Objective Women who conceive while taking antidepressants frequently have anxieties about the possible effect on their baby. These women may stop taking the antidepressants with or without preconception counselling. We aim to show what effects this may have on their depression and pregnancy.
Method We present a prospective study of 36 women in a specialist perinatal mental health antenatal clinic. Women were divided into two broad groups: those who reduced or discontinued their medication and those who maintained, increased or switched to another medication.
Results There was no significant association with age, parity or marital status.
Six different antidepressants were encountered: fluoxetine, citalopram, paroxetine, sertraline, mirtazepine and desipramine in order of frequency of use.
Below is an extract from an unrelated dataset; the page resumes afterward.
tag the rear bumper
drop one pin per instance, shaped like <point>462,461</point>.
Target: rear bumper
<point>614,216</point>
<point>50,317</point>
21/36 (58%) either decreased or discontinued their medication. 13/36 (36%) had preconception counselling mostly via their general practitioner. Of those who had preconception counselling, 10 (77%) decreased or stopped their medication.
13/36 patients reported a relapse of depression in pregnancy of whom 85% had either stopped or reduced their medication. 11/21 (52%) of those who stopped medication relapsed compared with 2/15 (13.3%) of those who stayed on medication, a 4-fold increase. 82% went back on their medication.
Conclusions Preconception counselling needs to be balanced to ensure women are aware of the 4-fold increased risk of depression relapse if they stop their medication.